Besides the algorithm, there is still a point which needs to be further discussed is that we consider a service as an entirety which cannot be divided further. No matter we decide to run it locally or remotely, it is not recommended to divide it into several pieces and located these pieces in different Clouds. An obvious shortage of this rule is the internal fragmentation, but after knowing the reasons of this rule, its disadvantage can also be accepted. It is known that application today always contains some transactions which need the manager to take some extra care. When it comes to a distributed system, this ’extra care’ will become difficult enough to make management cost boost. Consistency and deadlock are two common problems in distributed system, and the division of a service will cause these two problems, thus increasing the cost and complexity of technical management.
Scale-down Part
In the previous sub-section we have discussed our algorithm when dealing with allocating resources in a Cloud, or said scaling-up. And we want to perform the most important and only rule in scaling-down period: Moving OutRent services to local node as soon as possible. Actually, the decision about moving OutRent service to local node should also be made carefully. Although in many cases this rule will help to avoid the simultaneous appearance of borrowing and leasing, it should still be cautious to be executed in the following situations.
- Services with small-scaled data
- Services are almost completed
If a service does not need large-scaled data as its input or output, its remote execution time will not differ much comparing with its local execution time because time consumption on data transmission through network connection is not so huge. Such services contain scientific computing without much input and output, stateless web-application with little or even no database operations, etc.

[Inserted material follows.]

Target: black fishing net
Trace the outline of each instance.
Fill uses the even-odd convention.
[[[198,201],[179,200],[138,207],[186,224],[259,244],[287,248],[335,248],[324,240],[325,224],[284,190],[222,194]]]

According to our moving strategy shown earlier, time is mainly cost in context-switching and transmitting context information when moving OutRent services to local Cloud. But if a service is almost completed, it is recommended to wait for its completion. More specific, if the sum of context-switching time and transmitting context information time is bigger than the rest renting time, moving is unnecessary. Further, because the time consumption of context-switching and transmitting context information is quite stable, it is reasonable to consider it as a constant. In other word, user or Cloud provider can set a threshold to represent this constant. Once the left renting time is smaller than this threshold, moving it back will be rejected by the resource manager layer.
Evaluation




The improvement percentage between optimized time consumption and original one ranges around 10% to 20%, which is a real great promotion. So we want to point out here that the results shown in the table is the maximum improvement of each condition. If we think about the calculation formula again, we can find that this calculation is based on the moment when services begins. In most cases we need to make this type of optimization decision in the middle of services’ running period, which means the improvement percentage cannot be so great. Besides, it has already been shown that there exists a threshold and it will be meaningless to make optimization when the left running time is less than this threshold. So an important conclusion of this optimization is that the less the running time is left, the less the improvement percentage will be.